Some workbenches have been at NBSS since the 1960s, and after years of grueling treatment they occasionally need a refresh. The tops get replaced. The vices swapped. There also comes a time when an entire workbench needs to be replaced. Thanks to a generous donation from Jim Reader, owner of Reader’s Hardwood Supply and a longtime supporter and supplier of NBSS, the Cabinet & Furniture Making (CF) program now has nine new workbenches.

Jim sourced planks of exquisite and sustainably-harvested European beech, a hardwood that is ideal for durable workbenches. In addition to donating the lumber, Jim made a gracious monetary gift that enabled Community Education Technician and Cabinet & Furniture Making graduate Bob Miller CF ’11 to design and build the nine workbenches.

A bench design suited for NBSS

For years, Bob has constructed workbenches for individuals and schools around the country in the Charlestown Furniture Makers building, a woodworkers’ collective that he co-manages. While all of Bob’s workbenches are built to be “robust, reasonably heavy, and very stable,” each bench is made to fit the client’s specific needs. For NBSS, Bob prioritized simplicity, reproducibility, and repairability.

“We need to be able to teach our students in a way that equips them to go out into the world and get to work,” Bob explains. “It would be a disservice to our students to train them on a very complicated bench that they aren’t able to reproduce immediately out of school, and so these benches needed to be something that they can approximate and reproduce on their own.”

In the CF program, students develop many different skills while working on an array of projects. So rather than design a workbench for one specialized task such as planing or finishing, Bob designed “a good generalist bench that works well for everything.” This inclusive design mirrors the existing, older benches that still remain in the CF space. Bob observes that at NBSS “the workbenches have always been very simple. There’s no elaborate vices. There’s no elaborate work holding. They’re not complicated.”

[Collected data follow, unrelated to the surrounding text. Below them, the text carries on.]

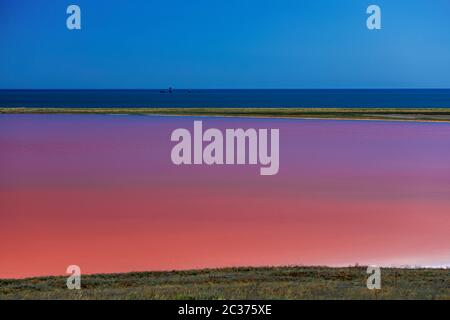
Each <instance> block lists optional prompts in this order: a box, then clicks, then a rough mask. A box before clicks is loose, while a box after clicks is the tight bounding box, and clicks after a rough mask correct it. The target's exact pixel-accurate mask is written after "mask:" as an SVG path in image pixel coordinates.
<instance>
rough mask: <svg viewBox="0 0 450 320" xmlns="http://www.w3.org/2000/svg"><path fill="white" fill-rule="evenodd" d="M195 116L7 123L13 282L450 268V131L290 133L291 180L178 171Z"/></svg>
mask: <svg viewBox="0 0 450 320" xmlns="http://www.w3.org/2000/svg"><path fill="white" fill-rule="evenodd" d="M194 119H199V118H189V117H149V116H107V115H1V116H0V278H16V277H28V276H38V275H53V274H64V273H65V271H66V268H67V266H68V265H72V264H76V265H79V266H80V267H81V270H82V272H83V273H110V272H127V271H142V270H170V269H190V268H203V267H221V266H238V265H239V266H241V265H286V264H304V265H309V264H315V265H317V264H320V265H325V264H326V265H349V264H355V263H359V264H376V265H425V266H430V265H450V124H445V123H440V124H439V123H412V122H381V121H333V120H289V119H233V118H206V117H205V118H201V120H203V126H204V127H205V129H206V128H209V127H216V128H221V129H224V128H238V127H242V128H279V129H280V148H281V149H280V171H279V173H278V174H277V175H275V176H261V175H260V174H259V166H206V165H198V166H175V165H173V164H172V162H171V159H170V151H171V148H172V146H173V145H174V144H173V143H172V142H171V141H170V134H171V132H172V131H173V130H174V129H176V128H180V127H184V128H189V129H191V130H192V126H193V121H194Z"/></svg>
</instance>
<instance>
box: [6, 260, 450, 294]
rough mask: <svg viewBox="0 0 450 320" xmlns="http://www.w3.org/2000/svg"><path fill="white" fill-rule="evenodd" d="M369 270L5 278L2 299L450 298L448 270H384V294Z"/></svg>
mask: <svg viewBox="0 0 450 320" xmlns="http://www.w3.org/2000/svg"><path fill="white" fill-rule="evenodd" d="M366 280H367V274H366V268H365V267H348V268H328V267H267V268H226V269H205V270H192V271H170V272H136V273H124V274H98V275H86V276H82V280H81V282H82V290H68V289H67V288H66V278H65V277H43V278H29V279H22V280H0V299H447V300H448V299H450V272H449V270H448V269H395V268H385V269H382V288H381V290H368V289H367V288H366Z"/></svg>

A meditative and sustainable process

To produce nine identical benches, Bob pursued an assembly-line approach—cutting, shaping, and fabricating each component in sets of nine, and then putting the pieces together. “I find this kind of production work somewhat meditative,” Bob reflects, “because it will be the same step hundreds of times.” For example, each bench top was constructed using 26 strips of wood, so Bob ripped 150 strips from the planks Jim had donated and then laminated the strips together to create nine tops. Jim’s financial gift enabled Bob to assemble a small crew for the project, which included fellow NBSS alum Haniel Wides CF ’24, who helped with milling and dimensioning stock.

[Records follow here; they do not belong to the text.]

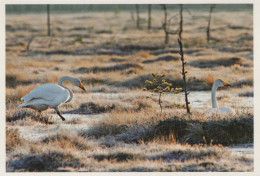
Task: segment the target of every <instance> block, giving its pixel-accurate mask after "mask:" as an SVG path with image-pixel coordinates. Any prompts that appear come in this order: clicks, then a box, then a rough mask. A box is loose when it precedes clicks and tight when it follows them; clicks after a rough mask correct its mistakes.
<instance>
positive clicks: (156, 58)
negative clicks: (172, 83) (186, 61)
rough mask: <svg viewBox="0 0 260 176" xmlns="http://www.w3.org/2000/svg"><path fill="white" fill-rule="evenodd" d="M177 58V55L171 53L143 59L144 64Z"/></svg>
mask: <svg viewBox="0 0 260 176" xmlns="http://www.w3.org/2000/svg"><path fill="white" fill-rule="evenodd" d="M176 60H179V58H178V57H176V56H172V55H165V56H161V57H158V58H155V59H148V60H145V61H143V63H144V64H148V63H153V62H159V61H176Z"/></svg>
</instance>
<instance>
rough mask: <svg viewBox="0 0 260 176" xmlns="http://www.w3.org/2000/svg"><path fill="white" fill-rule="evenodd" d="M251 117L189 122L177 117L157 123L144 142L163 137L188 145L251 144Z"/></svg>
mask: <svg viewBox="0 0 260 176" xmlns="http://www.w3.org/2000/svg"><path fill="white" fill-rule="evenodd" d="M253 121H254V120H253V116H248V117H234V118H228V119H227V118H224V119H220V120H215V119H214V120H208V121H199V120H189V119H183V118H179V117H177V116H175V117H173V118H170V119H167V120H163V121H159V122H158V124H157V125H155V127H154V131H152V132H153V134H150V135H147V136H148V138H147V137H144V140H146V141H147V140H153V139H155V138H160V137H164V138H166V139H169V138H174V140H176V142H180V143H189V144H198V143H206V144H222V145H230V144H241V143H249V142H253V133H254V132H253V126H254V125H253Z"/></svg>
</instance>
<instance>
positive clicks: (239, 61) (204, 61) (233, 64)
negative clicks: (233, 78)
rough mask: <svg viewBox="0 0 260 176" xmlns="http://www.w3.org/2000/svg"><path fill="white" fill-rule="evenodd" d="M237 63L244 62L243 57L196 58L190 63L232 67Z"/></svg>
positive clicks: (198, 66) (192, 63) (205, 66)
mask: <svg viewBox="0 0 260 176" xmlns="http://www.w3.org/2000/svg"><path fill="white" fill-rule="evenodd" d="M235 64H239V65H241V64H242V60H241V58H238V57H232V58H228V59H225V58H224V59H216V60H195V61H192V62H189V65H191V66H193V67H199V68H214V67H219V66H224V67H230V66H232V65H235Z"/></svg>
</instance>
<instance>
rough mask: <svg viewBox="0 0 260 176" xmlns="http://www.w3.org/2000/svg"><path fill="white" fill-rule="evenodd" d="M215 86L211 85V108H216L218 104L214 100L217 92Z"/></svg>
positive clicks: (215, 87) (216, 87)
mask: <svg viewBox="0 0 260 176" xmlns="http://www.w3.org/2000/svg"><path fill="white" fill-rule="evenodd" d="M217 88H218V87H217V85H216V84H213V86H212V90H211V101H212V108H218V103H217V99H216V91H217Z"/></svg>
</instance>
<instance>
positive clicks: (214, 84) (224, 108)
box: [208, 79, 236, 116]
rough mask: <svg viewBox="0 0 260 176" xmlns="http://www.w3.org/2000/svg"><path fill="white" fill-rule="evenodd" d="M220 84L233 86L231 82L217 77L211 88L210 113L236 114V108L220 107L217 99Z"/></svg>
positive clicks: (209, 111) (221, 115) (219, 114)
mask: <svg viewBox="0 0 260 176" xmlns="http://www.w3.org/2000/svg"><path fill="white" fill-rule="evenodd" d="M220 86H231V85H230V84H228V83H226V82H224V81H222V80H221V79H216V80H215V82H214V84H213V86H212V90H211V101H212V109H210V110H209V111H208V113H209V115H213V114H215V115H221V116H226V115H230V116H234V115H235V114H236V112H235V111H234V109H231V108H228V107H220V108H219V107H218V103H217V99H216V91H217V88H218V87H220Z"/></svg>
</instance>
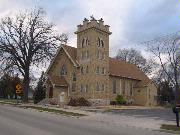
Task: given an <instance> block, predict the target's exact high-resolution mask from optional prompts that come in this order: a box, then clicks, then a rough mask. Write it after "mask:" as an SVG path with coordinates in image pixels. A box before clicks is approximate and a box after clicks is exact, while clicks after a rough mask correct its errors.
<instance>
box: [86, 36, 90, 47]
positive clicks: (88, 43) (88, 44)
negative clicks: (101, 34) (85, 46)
mask: <svg viewBox="0 0 180 135" xmlns="http://www.w3.org/2000/svg"><path fill="white" fill-rule="evenodd" d="M88 45H89V39H88V38H86V46H88Z"/></svg>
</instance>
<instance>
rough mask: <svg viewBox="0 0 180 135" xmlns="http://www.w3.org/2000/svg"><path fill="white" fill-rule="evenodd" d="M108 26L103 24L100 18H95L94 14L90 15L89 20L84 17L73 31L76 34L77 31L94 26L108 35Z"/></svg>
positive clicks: (93, 26) (76, 33)
mask: <svg viewBox="0 0 180 135" xmlns="http://www.w3.org/2000/svg"><path fill="white" fill-rule="evenodd" d="M109 27H110V26H109V25H104V21H103V19H102V18H100V19H99V20H96V19H95V18H94V16H93V15H92V16H90V20H88V19H87V18H84V20H83V24H79V25H78V26H77V28H78V29H77V31H76V32H75V34H78V33H79V32H82V31H85V30H87V29H90V28H95V29H98V30H100V31H103V32H105V33H107V34H109V35H110V34H111V32H110V31H109Z"/></svg>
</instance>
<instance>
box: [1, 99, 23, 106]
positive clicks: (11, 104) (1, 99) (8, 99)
mask: <svg viewBox="0 0 180 135" xmlns="http://www.w3.org/2000/svg"><path fill="white" fill-rule="evenodd" d="M18 103H21V101H20V100H18V101H17V100H16V99H0V104H9V105H16V104H18Z"/></svg>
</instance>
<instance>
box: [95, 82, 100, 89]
mask: <svg viewBox="0 0 180 135" xmlns="http://www.w3.org/2000/svg"><path fill="white" fill-rule="evenodd" d="M99 90H100V87H99V83H98V82H97V84H96V91H99Z"/></svg>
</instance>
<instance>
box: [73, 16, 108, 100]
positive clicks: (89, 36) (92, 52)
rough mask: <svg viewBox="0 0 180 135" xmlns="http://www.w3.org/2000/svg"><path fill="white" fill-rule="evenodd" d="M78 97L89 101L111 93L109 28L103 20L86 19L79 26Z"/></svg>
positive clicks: (77, 30) (77, 81)
mask: <svg viewBox="0 0 180 135" xmlns="http://www.w3.org/2000/svg"><path fill="white" fill-rule="evenodd" d="M75 34H77V60H78V63H79V64H80V69H79V73H78V75H77V91H78V95H80V96H83V97H86V98H88V99H99V98H101V99H102V98H103V99H105V98H107V96H108V91H109V35H110V34H111V32H110V31H109V26H108V25H104V21H103V19H102V18H101V19H99V20H96V19H95V18H94V17H93V16H91V18H90V20H88V19H86V18H84V21H83V24H80V25H78V26H77V31H76V32H75ZM102 96H103V97H102Z"/></svg>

Sustainability was a key factor throughout the entire process. Given that the benches would be just over 1.5 meters long, Jim sourced European beech planks that were 2 meters in length to reduce waste during cutting. And as with all NBSS projects, the new benches were built to last, and so Bob designed them to be robust and repairable.

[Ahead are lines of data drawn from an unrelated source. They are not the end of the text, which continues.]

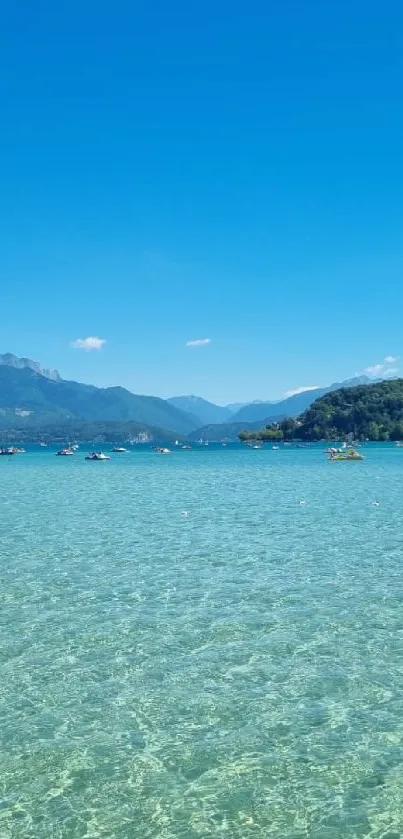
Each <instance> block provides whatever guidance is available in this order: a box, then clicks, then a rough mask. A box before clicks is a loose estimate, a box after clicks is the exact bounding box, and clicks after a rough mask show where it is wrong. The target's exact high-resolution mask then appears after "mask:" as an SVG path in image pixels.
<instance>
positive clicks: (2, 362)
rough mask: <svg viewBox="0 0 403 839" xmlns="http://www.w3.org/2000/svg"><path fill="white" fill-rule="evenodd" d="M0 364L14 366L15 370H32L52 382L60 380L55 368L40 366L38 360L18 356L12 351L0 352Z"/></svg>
mask: <svg viewBox="0 0 403 839" xmlns="http://www.w3.org/2000/svg"><path fill="white" fill-rule="evenodd" d="M0 364H2V365H3V366H4V367H14V369H16V370H24V369H28V370H33V371H34V373H38V375H39V376H44V378H45V379H50V381H52V382H60V375H59V373H58V371H57V370H50V369H48V368H46V367H41V365H40V364H39V362H38V361H32V359H30V358H19V357H18V356H17V355H13V353H4V354H3V355H1V353H0Z"/></svg>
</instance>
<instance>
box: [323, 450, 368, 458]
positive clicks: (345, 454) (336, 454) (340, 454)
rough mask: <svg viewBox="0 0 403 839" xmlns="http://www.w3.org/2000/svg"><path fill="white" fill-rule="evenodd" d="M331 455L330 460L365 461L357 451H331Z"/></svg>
mask: <svg viewBox="0 0 403 839" xmlns="http://www.w3.org/2000/svg"><path fill="white" fill-rule="evenodd" d="M329 455H330V456H329V460H364V455H363V454H361V453H360V452H357V450H356V449H346V450H344V451H340V449H339V450H337V449H334V450H332V449H330V452H329Z"/></svg>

Department Head Jamey Pope CF ’06 agrees. “Thanks to the donation from Reader’s Hardwood Supply and Bob Miller’s work, the Cabinet & Furniture program has nine new workbenches that will greatly improve the student experience for years to come.”

After the workbenches were completed in the Charlestown shop, they were transported to NBSS by Intelligent Labor & Moving, an Arlington-based company that uses fully-electric trucks and minimal plastic wrapping. From sourcing to delivery, these are seriously sustainable workbenches.

Reliable companions for the future

While the benches delivered to NBSS are in pristine condition, that won’t last for long—which is intentional. They will be dented, dinged, and scraped for decades to come. “That’s part of the life of a bench,” Bob reflects. “I look at the benches that have been in the school for 50 years, and I see it as a history of the work that has been produced on it. I love seeing students use them.”

Workbenches might not garner the same level of admiration as the fine furniture that is created using them, but they will remain the unsung heroes in projects pursued by generations of students.